Julien juin 20, 2026 10 min de lecture

Vous voulez déclarer vos revenus locatifs de manière simple et rapide ? Le régime micro-foncier est souvent présenté comme la solution idéale. Mais est-ce vraiment le cas pour vous ? Vous vous demandez quel est le montant de l’abattement et si vous y avez droit ?

Ce guide vous explique tout sur le régime micro-foncier. Vous saurez exactement comment fonctionne l’abattement forfaitaire de 30 %, qui peut en bénéficier, et surtout, si c’est le meilleur choix par rapport au régime réel pour payer moins d’impôts sur vos loyers perçus.

📰 Mise à jour 2026 : Une réforme a été discutée fin 2024 pour augmenter l’abattement à 50%. Cette proposition n’a pas été adoptée. Pour votre déclaration 2026 sur les revenus de 2025, le régime micro-foncier conserve donc un abattement de 30 % et un plafond de 15 000 € de loyers bruts annuels.

Micro-Foncier vs Régime Réel : Lequel Choisir ? (Tableau Comparatif)

Le choix entre ces deux régimes d’imposition dépend surtout du montant de vos charges. Si elles sont faibles, le micro-foncier est simple et efficace. Si elles sont élevées, le régime réel est souvent plus avantageux. Voici un résumé pour vous aider à décider vite.
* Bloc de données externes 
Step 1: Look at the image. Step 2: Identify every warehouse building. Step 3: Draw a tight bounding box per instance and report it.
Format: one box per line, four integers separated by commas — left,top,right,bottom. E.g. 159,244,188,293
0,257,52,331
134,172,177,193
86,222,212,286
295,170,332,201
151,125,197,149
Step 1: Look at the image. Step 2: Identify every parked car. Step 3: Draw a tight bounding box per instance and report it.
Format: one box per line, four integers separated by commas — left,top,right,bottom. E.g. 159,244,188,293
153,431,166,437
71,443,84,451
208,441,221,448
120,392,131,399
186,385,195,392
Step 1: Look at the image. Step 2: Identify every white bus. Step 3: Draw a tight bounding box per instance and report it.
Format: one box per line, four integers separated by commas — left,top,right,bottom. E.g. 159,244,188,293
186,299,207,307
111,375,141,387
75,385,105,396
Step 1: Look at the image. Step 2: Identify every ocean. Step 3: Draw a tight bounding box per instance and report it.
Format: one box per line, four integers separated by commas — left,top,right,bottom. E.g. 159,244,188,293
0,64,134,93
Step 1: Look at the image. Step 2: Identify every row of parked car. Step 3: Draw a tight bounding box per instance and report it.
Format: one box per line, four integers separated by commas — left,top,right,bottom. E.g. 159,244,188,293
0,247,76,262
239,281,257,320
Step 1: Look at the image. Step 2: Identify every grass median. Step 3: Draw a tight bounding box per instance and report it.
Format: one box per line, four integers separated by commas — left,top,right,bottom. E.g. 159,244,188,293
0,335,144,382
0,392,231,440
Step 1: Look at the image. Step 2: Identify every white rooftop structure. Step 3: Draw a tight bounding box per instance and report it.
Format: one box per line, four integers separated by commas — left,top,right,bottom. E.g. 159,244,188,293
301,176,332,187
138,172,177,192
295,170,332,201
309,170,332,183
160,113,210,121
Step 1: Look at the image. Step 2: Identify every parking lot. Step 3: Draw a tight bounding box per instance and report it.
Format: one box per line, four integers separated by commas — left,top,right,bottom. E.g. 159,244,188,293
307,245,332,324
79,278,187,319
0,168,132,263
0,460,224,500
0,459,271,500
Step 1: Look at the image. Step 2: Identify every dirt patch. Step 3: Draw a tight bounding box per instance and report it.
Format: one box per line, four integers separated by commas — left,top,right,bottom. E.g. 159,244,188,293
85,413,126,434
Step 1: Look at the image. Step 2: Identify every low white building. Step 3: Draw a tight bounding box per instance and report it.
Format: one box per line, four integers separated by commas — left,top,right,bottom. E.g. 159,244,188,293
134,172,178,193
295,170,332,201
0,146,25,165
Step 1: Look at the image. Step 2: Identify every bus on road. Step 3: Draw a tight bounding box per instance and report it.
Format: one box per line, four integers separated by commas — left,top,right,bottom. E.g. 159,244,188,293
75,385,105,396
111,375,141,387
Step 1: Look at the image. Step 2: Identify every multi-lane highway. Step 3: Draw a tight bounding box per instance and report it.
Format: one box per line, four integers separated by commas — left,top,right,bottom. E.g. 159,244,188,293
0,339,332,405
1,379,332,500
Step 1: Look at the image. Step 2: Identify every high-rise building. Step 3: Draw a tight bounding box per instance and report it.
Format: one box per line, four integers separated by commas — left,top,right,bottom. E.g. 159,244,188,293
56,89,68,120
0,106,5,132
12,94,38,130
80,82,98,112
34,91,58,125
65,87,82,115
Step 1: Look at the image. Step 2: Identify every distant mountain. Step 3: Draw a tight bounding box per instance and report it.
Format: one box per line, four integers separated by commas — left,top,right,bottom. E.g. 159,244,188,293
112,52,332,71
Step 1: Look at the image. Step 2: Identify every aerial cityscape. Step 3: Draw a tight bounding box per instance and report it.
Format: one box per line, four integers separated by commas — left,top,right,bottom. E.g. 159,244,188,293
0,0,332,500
Critère Régime Micro-Foncier Régime Réel
Plafond de revenus ≤ 15 000 € / an Aucun
Abattement/Déduction Forfaitaire de 30 % Déduction des charges réelles (sans limite)
Idéal si vos charges sont… Inférieures à 30 % des loyers Supérieures à 30 % des loyers
Déclaration Très simple (Case 4BE du formulaire 2042) Plus complexe (Formulaire 2044 + justificatifs)
Déficit foncier Impossible Possible et imputable sur le revenu global
Engagement Aucun (applicable par défaut) Option irrévocable pendant 3 ans

Qui peut bénéficier du régime micro-foncier en 2026 ?

Le régime micro-foncier s’applique automatiquement si vous respectez certaines conditions. Il a été conçu pour simplifier la vie des petits propriétaires bailleurs. Pour en bénéficier, vous devez cocher plusieurs cases.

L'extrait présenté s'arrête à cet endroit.